Des Moines Register columnist Daniel Finney recently addressed DMU students candidly about his lifetime battle with obesity, chronic depression and acute anxiety and the turnaround journey he is pursuing. He purposely chose a natural weight loss process versus gastric bypass surgery. Finney weighed 568 pounds when he began and has dropped to 424 pounds today. (Visit his blog to learn more.)
“I thought I would just do what I wanted and die. I didn’t think I had any options,” said Finney in an opening video presentation to about 150 DMU students. For the ensuing hour, all members of the audience, including faculty and staff, would ride an emotional roller-coaster listening to Finney’s lifetime story of battling obesity and understanding its causes.
After the short video introduction, Finney, the Register’s Metro Voice columnist, took a seat in front of the students. He interjected the emotional story of his weight management journey with alternating humorous and stinging perspectives of the American health care system and the head-scratching frustrations that health insurers present every day.
When asked by moderator Vanessa Ross, director of DMU’s continuing medical education program, what spurred him to seek help with a weight loss campaign, Finney described how it struck him one day while touring a neonatal intensive care unit at Mercy Hospital. “I was just walking around the hospital floor, and I had to stop at the nurse station because I didn’t have the energy to walk. My friend, who was the public relations director of the hospital, offered me a wheel chair, and, that was when the light went on.”
He shared other personal vignettes that helped ratify his decision to reverse his debilitating condition. For instance, “When I would go to the grocery store, I had to buy what I could carry into the house in one trip because I couldn’t make two trips. My knees hurt so bad it was hard to step off curbs or get in and out of cars. I could easily hurt my back carrying groceries or getting out of bed.”
Learning message for students
Finney talked to the students as a patient dealing with a very difficult, life-threatening condition. He led the audience through his exploration of understanding his condition and the causes of it. “As future doctors, physical therapists and others, you’re going to need to treat the whole person.”
He shared his view that many physical conditions often have deeper causes that are mental or environmental. He described growing up in a chaotic household where love was lacking, which was one of the underlying causes of other issues.
Through his experience, Finney has become a staunch advocate for a more humane health insurance system that includes much needed focused attention on mental health issues.
“If we don’t address mental health issues, we can only keep coming back to the same point because the physical issue is only part of the problem,” he said with visible passion. “We cannot continue to treat health care like a commodity, like cars or other things, as health insurers do. Why don’t we think about it in terms of the whole human dimension? That is, of course, stupid!”

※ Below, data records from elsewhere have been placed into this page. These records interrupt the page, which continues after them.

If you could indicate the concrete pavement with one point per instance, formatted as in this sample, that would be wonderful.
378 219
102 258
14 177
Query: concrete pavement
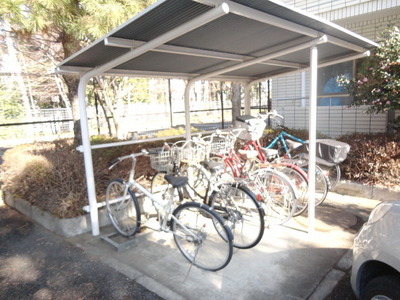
289 262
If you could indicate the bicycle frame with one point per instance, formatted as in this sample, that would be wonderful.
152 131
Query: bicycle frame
166 209
281 139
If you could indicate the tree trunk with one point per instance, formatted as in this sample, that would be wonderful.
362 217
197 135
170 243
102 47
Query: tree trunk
236 102
70 46
72 82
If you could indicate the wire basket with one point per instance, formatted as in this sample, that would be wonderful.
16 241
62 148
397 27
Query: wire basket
193 152
254 129
164 159
221 144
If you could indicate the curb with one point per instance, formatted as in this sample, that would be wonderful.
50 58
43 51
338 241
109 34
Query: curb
74 226
365 191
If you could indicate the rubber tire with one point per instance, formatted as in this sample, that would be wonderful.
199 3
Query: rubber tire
387 286
242 212
158 183
301 184
124 215
334 174
281 202
215 251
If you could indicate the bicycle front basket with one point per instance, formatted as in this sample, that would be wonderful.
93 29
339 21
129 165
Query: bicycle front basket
163 160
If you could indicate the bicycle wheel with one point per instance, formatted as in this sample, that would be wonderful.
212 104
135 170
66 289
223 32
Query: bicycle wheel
242 212
333 173
321 183
201 236
158 183
322 186
198 180
300 182
122 208
277 194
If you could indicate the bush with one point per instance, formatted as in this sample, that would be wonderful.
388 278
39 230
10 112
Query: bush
373 159
52 176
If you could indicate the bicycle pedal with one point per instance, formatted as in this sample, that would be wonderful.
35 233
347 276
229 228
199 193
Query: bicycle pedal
142 228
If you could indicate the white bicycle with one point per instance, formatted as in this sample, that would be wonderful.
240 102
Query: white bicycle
199 232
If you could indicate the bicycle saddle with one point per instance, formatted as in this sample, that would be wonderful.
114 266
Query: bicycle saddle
176 181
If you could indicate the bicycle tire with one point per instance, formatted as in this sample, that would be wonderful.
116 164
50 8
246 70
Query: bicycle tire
122 208
158 183
277 194
300 181
205 240
242 212
333 173
198 180
322 185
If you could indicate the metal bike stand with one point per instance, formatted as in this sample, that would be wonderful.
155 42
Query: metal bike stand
118 241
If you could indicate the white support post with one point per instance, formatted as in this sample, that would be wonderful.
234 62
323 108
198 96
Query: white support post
312 138
87 154
247 100
189 85
213 14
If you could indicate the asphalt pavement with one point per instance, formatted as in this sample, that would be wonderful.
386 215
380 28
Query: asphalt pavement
37 264
289 262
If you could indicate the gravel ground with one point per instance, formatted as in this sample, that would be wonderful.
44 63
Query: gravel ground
37 264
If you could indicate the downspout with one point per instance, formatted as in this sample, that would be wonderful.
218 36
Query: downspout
247 99
312 137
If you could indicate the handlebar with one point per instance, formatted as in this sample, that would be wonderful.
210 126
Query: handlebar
272 113
132 156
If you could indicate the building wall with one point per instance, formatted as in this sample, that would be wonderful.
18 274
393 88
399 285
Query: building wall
289 93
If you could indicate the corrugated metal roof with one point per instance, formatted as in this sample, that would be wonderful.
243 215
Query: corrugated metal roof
244 34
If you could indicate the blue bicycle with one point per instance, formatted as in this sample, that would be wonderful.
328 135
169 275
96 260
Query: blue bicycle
329 153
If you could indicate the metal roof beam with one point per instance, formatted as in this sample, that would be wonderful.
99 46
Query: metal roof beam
125 43
266 18
264 58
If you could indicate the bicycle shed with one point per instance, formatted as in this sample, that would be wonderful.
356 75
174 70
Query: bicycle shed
235 40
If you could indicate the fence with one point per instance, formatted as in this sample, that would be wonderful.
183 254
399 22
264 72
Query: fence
50 124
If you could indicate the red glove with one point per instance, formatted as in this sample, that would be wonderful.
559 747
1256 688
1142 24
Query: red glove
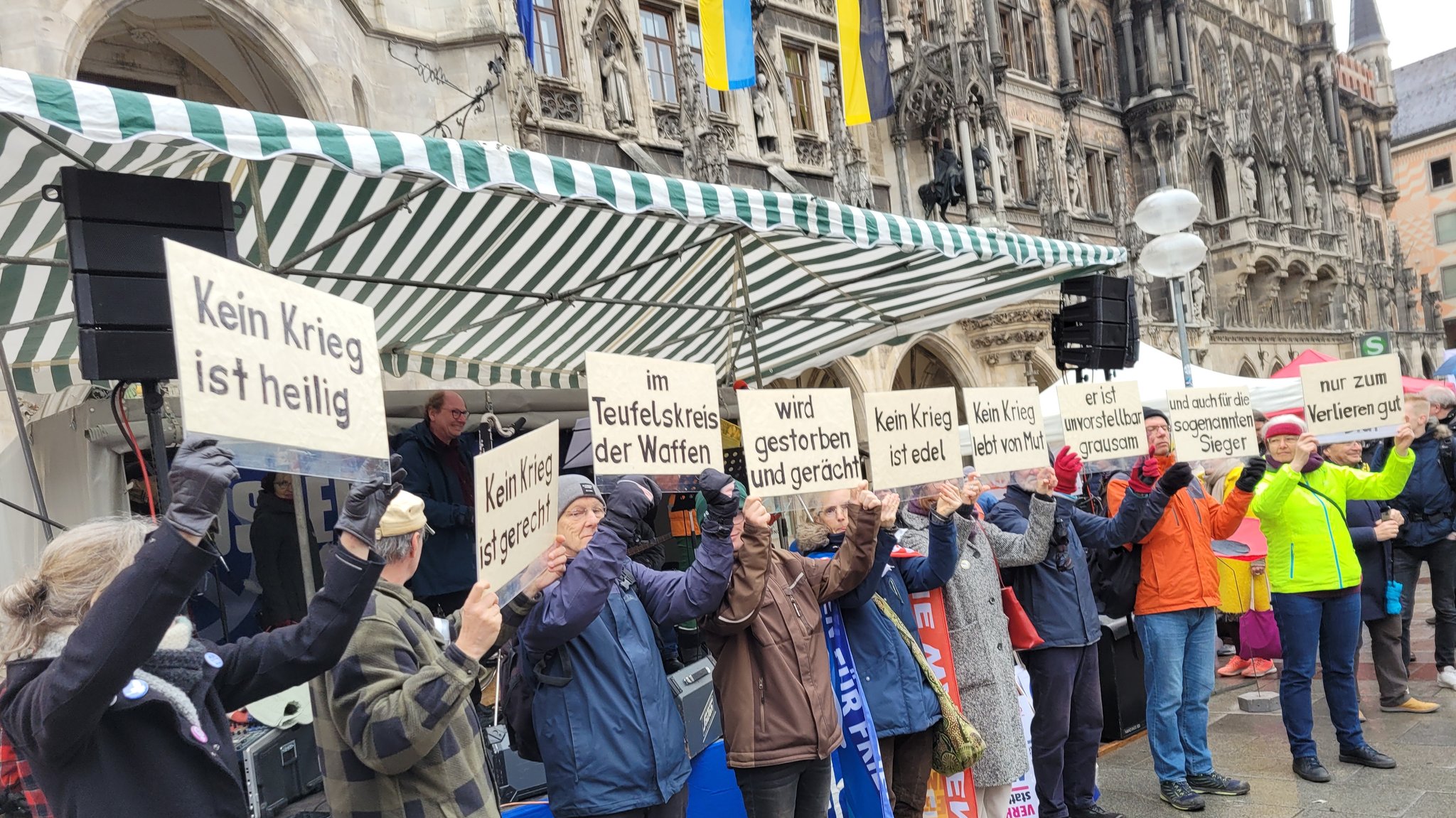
1068 466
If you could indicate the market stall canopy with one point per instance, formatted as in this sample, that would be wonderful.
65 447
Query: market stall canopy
496 264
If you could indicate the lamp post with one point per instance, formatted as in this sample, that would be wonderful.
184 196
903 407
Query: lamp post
1167 215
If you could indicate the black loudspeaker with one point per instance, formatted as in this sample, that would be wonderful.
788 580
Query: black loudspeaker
114 230
1120 664
1098 332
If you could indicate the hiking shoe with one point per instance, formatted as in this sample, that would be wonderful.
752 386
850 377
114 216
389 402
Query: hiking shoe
1179 797
1368 758
1257 669
1413 706
1214 783
1311 770
1235 667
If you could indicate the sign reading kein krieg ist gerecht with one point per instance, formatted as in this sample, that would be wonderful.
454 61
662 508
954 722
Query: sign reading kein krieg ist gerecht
286 375
653 416
798 440
516 510
1211 422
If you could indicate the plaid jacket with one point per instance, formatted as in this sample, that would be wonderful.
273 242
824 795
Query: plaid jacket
398 734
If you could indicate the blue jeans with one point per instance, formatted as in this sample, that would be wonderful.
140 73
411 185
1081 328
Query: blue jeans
1329 629
1178 652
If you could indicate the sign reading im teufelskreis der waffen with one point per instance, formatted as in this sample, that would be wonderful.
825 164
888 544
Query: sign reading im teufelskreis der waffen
516 510
653 416
798 440
287 375
1357 395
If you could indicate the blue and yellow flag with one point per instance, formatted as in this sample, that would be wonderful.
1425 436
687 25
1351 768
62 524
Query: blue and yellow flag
727 28
865 62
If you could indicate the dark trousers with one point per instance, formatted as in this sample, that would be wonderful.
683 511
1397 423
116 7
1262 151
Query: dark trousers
798 790
1068 726
907 770
1440 558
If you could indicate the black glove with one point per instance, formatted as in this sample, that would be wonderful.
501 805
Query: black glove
1175 478
721 508
1251 475
366 504
200 476
632 507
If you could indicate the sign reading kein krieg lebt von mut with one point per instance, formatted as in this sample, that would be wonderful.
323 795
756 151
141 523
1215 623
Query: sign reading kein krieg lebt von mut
1103 421
516 510
653 416
1007 430
912 437
1211 422
798 440
276 367
1354 395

He emphasized his point in a socio-political example. “It’s like telling someone they have congenital heart disease because they are a sinner. Everyone,” he added, “deserves wellness and equal access to [good] health care services.”

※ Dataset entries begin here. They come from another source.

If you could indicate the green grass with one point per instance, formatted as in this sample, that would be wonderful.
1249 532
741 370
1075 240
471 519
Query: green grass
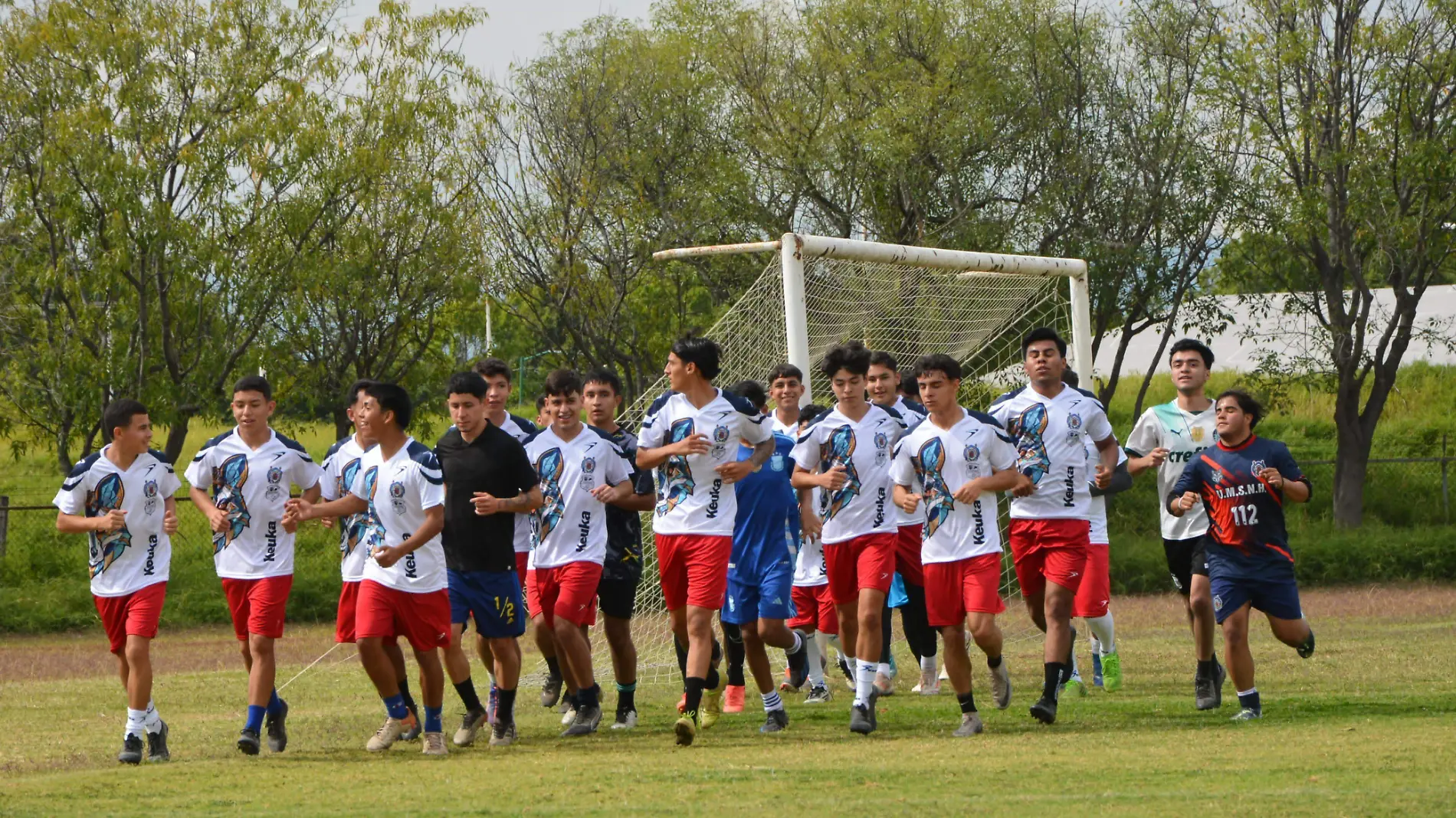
1362 728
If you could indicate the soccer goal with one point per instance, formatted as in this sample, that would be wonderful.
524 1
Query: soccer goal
817 292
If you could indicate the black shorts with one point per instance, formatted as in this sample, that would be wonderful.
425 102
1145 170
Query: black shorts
618 597
1185 558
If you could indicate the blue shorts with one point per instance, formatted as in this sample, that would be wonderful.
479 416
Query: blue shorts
771 597
493 597
1274 597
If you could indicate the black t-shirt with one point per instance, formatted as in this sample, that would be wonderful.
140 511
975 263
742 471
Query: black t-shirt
625 527
495 463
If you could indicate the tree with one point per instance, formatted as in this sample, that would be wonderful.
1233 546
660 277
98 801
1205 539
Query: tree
1352 184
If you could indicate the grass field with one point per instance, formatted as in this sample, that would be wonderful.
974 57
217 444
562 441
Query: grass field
1366 727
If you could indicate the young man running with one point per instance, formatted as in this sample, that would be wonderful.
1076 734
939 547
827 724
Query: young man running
1050 507
954 463
488 482
582 470
690 436
341 463
622 567
1244 482
249 470
760 574
884 389
121 499
404 590
1168 437
846 454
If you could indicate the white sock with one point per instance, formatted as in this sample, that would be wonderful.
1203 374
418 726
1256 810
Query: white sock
1101 629
865 682
136 724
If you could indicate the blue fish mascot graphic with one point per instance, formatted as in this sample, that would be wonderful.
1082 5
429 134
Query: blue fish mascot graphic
228 492
938 499
107 546
674 475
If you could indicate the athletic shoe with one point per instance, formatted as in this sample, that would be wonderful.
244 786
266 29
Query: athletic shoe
733 699
551 690
818 695
970 725
130 750
435 744
158 745
385 737
1044 709
248 743
1001 686
277 734
503 734
585 722
1111 672
471 725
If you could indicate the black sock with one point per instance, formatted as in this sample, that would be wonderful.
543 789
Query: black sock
466 690
695 696
504 705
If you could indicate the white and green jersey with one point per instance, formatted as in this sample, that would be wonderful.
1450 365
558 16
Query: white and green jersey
1184 436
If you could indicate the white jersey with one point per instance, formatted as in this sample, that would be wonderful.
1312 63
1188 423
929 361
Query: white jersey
1184 436
864 504
1048 434
399 491
341 465
140 552
933 463
690 496
571 525
252 486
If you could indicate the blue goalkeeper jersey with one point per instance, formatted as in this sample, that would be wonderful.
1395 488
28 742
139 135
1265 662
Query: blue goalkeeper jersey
1247 536
768 515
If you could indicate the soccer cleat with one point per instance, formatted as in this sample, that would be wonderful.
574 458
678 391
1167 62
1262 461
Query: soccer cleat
158 745
277 734
1111 672
471 725
130 750
551 690
733 699
818 695
585 722
435 744
385 737
970 725
1044 709
248 743
1001 686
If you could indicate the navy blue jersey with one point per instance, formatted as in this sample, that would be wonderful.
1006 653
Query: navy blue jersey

Kizmet…finding the right regimen and a DMU connection
As Finney continued his story of discovery and advancement with his plan, he struck up a chance friendship with Nate Yoho, the son of DMU’s dean of the College of Podiatric Medicine and Surgery, Robert “Tim” Yoho, D.P.M., FACFAS. The younger Yoho is the coach and owner of CrossFit Merle Hay. The two men became acquainted during Finney’s serendipitous feature coverage of the tragic loss of Yoho’s wife, Laura, to a battle with a rare form of brain cancer that they found soon after they became engaged in 2010. While struggling through surgeries and therapies, the young couple decided they wanted to have a child. But, because it would be impossible for Laura to carry a baby and fight the cancer, they used today’s medical technology to create and store several embryos. Later, Laura’s best friend, Kara Stetson, happily agreed to be a surrogate mother for their child. Laura died on July 23, 2013. Their daughter, Caralyn, was born on November 26, four months later.
After Finney’s coverage of their story, a grateful Yoho insisted that he visit the new training facility. “Come to the gym,” Yoho said, “I can help you.”
With trepidation, Finney accepted. But it almost didn’t work out. “The second I walked into that place, with all these weights clanking, sweat everywhere, all these Adonis-like bodies, I told myself I had to get the [expletive] out of here.” But Yoho persisted. He created a plan, and a terrified Finney started down a new life-saving path.
“I’m now stronger and more flexible than at any time in my life,” reported Finney to the rapt audience.
In closing, he gave strong advice to the future health care providers or, in Finney’s parlance, “partners,” by saying, “All of you will have to address your own prejudices in working with patients.” As a living example for the gathering, he said, he knows most people look at fat people and assume the problem is overeating and that they have no shame. “Believe me, people who are obese have a tremendous sense of shame.”
Bottom line, said Finney: “We need to have honest conversations with each other. We need to address the question of the choices we make. Why are we afraid to talk about certain things?”
Finney left the audience with a compelling and simple definition of good health: “Health is not the absence of illness; it’s the presence of wellness.” And in Finney’s case, success is grounded in sharing the responsibility for care and wellness.